Да, они были близки к природе. О нет, совсем не в том смысле, какой имела в виду моя мать: она-то считала их недоумками. Просто они были естественны и в своих делах, и в поступках, и в чувствах, и в способности говорить именно то, что думают. Они становились косноязычными и неловкими только в ее присутствии, из-за ее ледяного высокомерия. Что можно ответить даме, которая разговаривает с тобой, сидя в карете? Которая, глядя на тебя сверху вниз, со скучающим видом спрашивает, что ты нынче вечером подашь своему мужу на обед? Да, моя мать могла задать подобный вопрос, но ответ был ей совершенно неинтересен. А для обитателей нашей деревни, считавших, что о жизни Широкого Дола известно всем и каждому в Англии, тем более удивительным было, что жена их хозяина задает такой вопрос жене одного из самых ловких браконьеров (явно не подозревая об этом), а стало быть, правдивый ответ должен был бы звучать примерно так: «Одного из ваших фазанов, мэм».

И папа, и я, разумеется, все это знали. Но есть такие вещи, о которых нельзя просто рассказать, которым нельзя просто научить. Мама и Гарри жили в ином мире, где самым главным были слова. Они прочитывали массу книг, которые доставляли в дом целыми ящиками из лондонских книжных магазинов и библиотек. Мама писала длинные, полные сдержанного раздражения письма и рассылала их в разные города Англии – своим сестрам и братьям в Кембридж и в Лондон, своей тете в Бристоль. Всегда слова, слова, слова. Болтовня, сплетни, книги, игры, поэзия и даже песни, слова которых тоже сперва нужно выучить.
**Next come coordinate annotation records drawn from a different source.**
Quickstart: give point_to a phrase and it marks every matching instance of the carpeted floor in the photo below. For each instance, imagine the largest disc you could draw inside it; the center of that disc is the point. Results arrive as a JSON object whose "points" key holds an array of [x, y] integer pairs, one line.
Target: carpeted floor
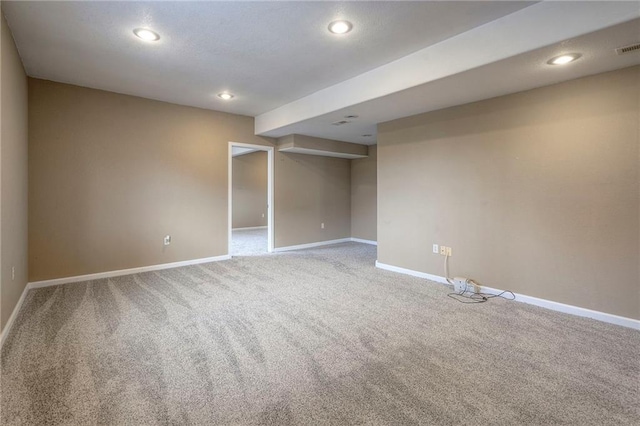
{"points": [[249, 242], [309, 337]]}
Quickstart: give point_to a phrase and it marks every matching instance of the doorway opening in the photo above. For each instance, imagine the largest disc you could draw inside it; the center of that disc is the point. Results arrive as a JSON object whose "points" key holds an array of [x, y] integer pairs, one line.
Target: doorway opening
{"points": [[250, 199]]}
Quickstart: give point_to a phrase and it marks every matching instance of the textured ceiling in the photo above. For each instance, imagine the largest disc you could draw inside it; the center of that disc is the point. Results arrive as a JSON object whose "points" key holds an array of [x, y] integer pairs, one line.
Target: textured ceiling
{"points": [[285, 68], [266, 53]]}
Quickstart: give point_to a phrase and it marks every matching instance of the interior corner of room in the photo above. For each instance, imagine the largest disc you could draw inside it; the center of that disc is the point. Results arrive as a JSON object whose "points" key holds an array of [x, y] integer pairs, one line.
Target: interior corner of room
{"points": [[213, 240]]}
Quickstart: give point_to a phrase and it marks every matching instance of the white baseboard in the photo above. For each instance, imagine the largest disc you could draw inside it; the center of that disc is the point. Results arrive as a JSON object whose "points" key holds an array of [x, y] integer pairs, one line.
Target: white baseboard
{"points": [[311, 245], [523, 298], [109, 274], [249, 228], [360, 240], [14, 315], [411, 272]]}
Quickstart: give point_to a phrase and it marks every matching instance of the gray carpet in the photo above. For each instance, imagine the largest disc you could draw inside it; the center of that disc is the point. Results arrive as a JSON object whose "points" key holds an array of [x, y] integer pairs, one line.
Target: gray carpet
{"points": [[249, 242], [311, 337]]}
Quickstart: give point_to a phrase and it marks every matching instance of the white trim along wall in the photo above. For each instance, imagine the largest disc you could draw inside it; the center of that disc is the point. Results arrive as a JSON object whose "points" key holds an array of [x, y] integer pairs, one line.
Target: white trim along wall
{"points": [[548, 304]]}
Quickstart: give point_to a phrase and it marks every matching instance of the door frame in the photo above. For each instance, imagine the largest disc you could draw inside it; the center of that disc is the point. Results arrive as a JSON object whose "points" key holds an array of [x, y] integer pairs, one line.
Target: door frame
{"points": [[270, 170]]}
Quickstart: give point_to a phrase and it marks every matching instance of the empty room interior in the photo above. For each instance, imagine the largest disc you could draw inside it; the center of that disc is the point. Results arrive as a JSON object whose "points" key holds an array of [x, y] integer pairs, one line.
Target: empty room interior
{"points": [[320, 212]]}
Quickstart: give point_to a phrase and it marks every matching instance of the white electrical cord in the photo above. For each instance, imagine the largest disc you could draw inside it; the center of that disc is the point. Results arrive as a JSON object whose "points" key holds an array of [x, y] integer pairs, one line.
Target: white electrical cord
{"points": [[476, 296], [446, 269]]}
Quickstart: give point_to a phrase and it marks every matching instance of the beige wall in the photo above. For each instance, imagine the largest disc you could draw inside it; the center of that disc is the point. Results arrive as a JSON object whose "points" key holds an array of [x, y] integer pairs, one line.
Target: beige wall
{"points": [[110, 175], [537, 192], [250, 190], [13, 175], [311, 190], [364, 187]]}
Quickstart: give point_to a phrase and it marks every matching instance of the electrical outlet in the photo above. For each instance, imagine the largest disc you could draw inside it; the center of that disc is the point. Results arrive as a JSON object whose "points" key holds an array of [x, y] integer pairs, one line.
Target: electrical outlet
{"points": [[460, 284]]}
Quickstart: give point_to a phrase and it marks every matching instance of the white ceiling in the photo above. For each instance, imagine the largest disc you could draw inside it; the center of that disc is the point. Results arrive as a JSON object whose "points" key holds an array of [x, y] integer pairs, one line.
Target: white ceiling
{"points": [[267, 53], [284, 67]]}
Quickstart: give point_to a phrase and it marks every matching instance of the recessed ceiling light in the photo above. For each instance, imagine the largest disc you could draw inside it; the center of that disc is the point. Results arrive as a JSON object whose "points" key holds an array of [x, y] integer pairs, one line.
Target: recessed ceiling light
{"points": [[146, 34], [564, 59], [340, 27]]}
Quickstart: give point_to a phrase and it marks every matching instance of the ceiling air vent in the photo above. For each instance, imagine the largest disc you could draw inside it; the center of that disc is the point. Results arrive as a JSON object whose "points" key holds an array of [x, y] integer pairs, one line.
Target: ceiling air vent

А в том мире, где жили мы с папой, слов требовалось очень немного. Мы оба чувствовали, как по спине бегут мурашки, если в небе во время сенокоса прогремит гром, грозящий ливнем; и тогда нам достаточно было кивнуть друг другу, и я тут же отправлялась на другой конец поля, а папа спешил на дальние поля, чтобы поторопить людей с закладыванием сена в скирды. А если в начале жатвы мы чуяли в воздухе запах дождя, то, не говоря ни слова, разворачивали своих коней и спешили объехать поля и остановить жнецов, не дать им срезать пшеницу до того, как начнется буря. Все это были очень важные вещи, но меня никто им не учил; я, казалось, знала их от рождения, потому что родилась и выросла в Широком Доле, и это действительно был мой мир.

А что касается «широкого мира», то, с моей точки зрения, он вообще вряд ли существовал. Мама, например, протягивая отцу какое-то письмо, говорила: «Как забавно…». И отец охотно кивал, соглашаясь: «Да, забавно», однако было видно, что все это ему совершенно неинтересно, если, конечно, не касается цен на пшеницу или на шерсть.

Мы, конечно, посещали некоторые, избранные, дома графства. Зимой родители принимали приглашения на званые вечера, а мама время от времени во-зила меня и Гарри в гости к детям наших соседей Хейверингов, чей дом находился милях в десяти от нас, или в Чичестер к супругам де Курси. Но в целом корни нашей жизни покоились глубоко в земле Широкого Дола, и она, эта жизнь, протекала спокойно и размеренно за стенами нашего обширного парка в почти полной изоляции от внешнего мира.

И мой отец, проведя целый день в седле на пастбищах или в поле, больше всего любил посидеть вечерком в розарии, дымя сигарой и глядя, как в жемчужного цвета небе загораются первые звезды и летучие мыши начинают, попискивая, сновать прямо над головой. Мама, взглянув на сидящего в саду отца, с коротким вздохом отворачивалась от окна и принималась снова писать свои длинные письма в Лондон или Бристоль. И в такие минуты даже я, совсем еще ребенок, понимала, как она несчастлива. Однако власть нашего отца, хозяина этого поместья, и власть самой земли Широкого Дола заставляли ее молчать.